I recently participated in a light-core game jam made by Miziziziz. It was 48 hours throughout a week to make a game, where everyone was obliged to use the same art-pack. Here is my game btw. Below is the devlog, later I will make a post on interesting bugs I had, another one on some nice things I learned, and a third one with just some side-notes.
Day 1
I looked at the provided tileset and damn that thing is huge! It has 47x22=1034 tiles of a size 16x16. I decided I want to use as many tiles in my game as I could. The two ideas on what kind of game I would like to make were as follows: 1) a 2D clone of Townscaper or 2) a game in the style of Zachtronics, something with the player having to create production lines following some rules.
I quickly realized that version 1 is not gonna happen - building above first floor would be impossible, so the end-result would not be interesting; so version 2 it is then.
Zachtronics always has some sort of fusing thing on the level that one has to reuse to build things, so I decided to make something similar. I made it so my game is 15x9 tiles, and decided that a dedicated 3x3 area would be "the crafting box" - something I blatantly stole from Minecraft. I also made a UFO that would move items around.
Day 2
Implemented the UFO, it can now grab/drop items. Implemented the crafting box. Added whole bunch of items.
Day 3
Made the crafting recipes for whole bunch of items. Started making a scene where one can see all available recipes. The recipes I made were also pretty much stolen from Minecraft. You could make wood/stone/iron swords/axes/pickaxes, leather/iron armor, shields, arrows, bows. You could process trees to get wooden planks, and then use those to craft whole bunch of wooden things - doors, beds, and so on.
Day 4
I decided it is time to make some actual levels to the game. I decided to make 4 levels - forest/beach/mineshaft/furnace.

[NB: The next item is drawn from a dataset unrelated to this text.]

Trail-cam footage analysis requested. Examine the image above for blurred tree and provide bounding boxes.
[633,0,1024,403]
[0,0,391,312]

I made forest level and the master level, which would allow user to move between the levels.
Day 5
That day was a complete mess. I understood that - as is - my game will end up really boring. The thing is, it is not hard to just follow a recipe and create a thing, but it takes quite some time to put the ingredients together - so the main "puzzle" of the game ends up being both easy and slow to do, making it unbearable.
I got depressed and did nothing the entire day.
Day 6
I did some thinking. I realized I was still lacking the "production line" part of the game. I had in mind some idea - that if you make a cycle with the UFO it would create a drone that would start repeating the actions you made, so one would be able to set-up drones so that they create one and the same item all the time. This looked like the "production line" I wanted, but went quite against the level design I got by that time - having only 4 levels meant I can't really make more than 4 production lines, which is very little, plus I didn't really have any item generators - all resources were created from natural things lying around the world, and it would look really weird if trees and stones would instantly respawn after you take those away; but without item generators it would make the creation of "production line" much more annoying.
The conclusion was to delete the levels I made and start again. This time levels were strictly separate, with well defined spawn locations and drop spots for results. I spent a while trying to come up with a way to spawn those drones in a way that will be somewhat intuitive. I ended up with this: you can move an item X from point A to point B, and that will create a drone, that would move items of type X from point A to point B directly following the path you took, then going back using the same path. This was both easy to code and easy for the player to understand.
I also addressed the issue of difficulty. Let's take a look at an example.
Three wooden planks make a stick:
And three sticks make a ladder:
Given two crafting boxes one can easily use one to create sticks, and another to create ladders. Easy. Looks nice, but still easy to do. Now imagine we give the player only one crafting box. Now the player should do two different crafts in just one box, alternating between those without clogging the box. Thankfully, with the way I designed the drone deployment this harder level was doable, though it is much harder to complete. Nice, now we got some complexity in the game.
I made a whole bunch of levels + removed some "boring" crafts, such as all the armor and weapons based on minecraft.
Day 7
With levels done I spent a while polishing the game - I added all the menus, added transitions between menu screens, added transitions between levels, buttons to change game speed, etc.
I built the game and submitted it. Woohoo.
Conclusion
Overall, the game turned out somewhat junky, but also - the way all the drones move together to make things is really satisfying.
I kinda managed to make what I intended to make from the beginning, even though the gamedev process had a few unexpected turns here and there.
There are a few things I wish I improved:
1) Add some sounds - at least some nice background music
2) Add counter to show level progress - how many items player produced
3) Add an extra teaching level that would explain (somewhat) how to do the hardest puzzles in the game
4) Fix an annoying bug where items can get jammed into each other.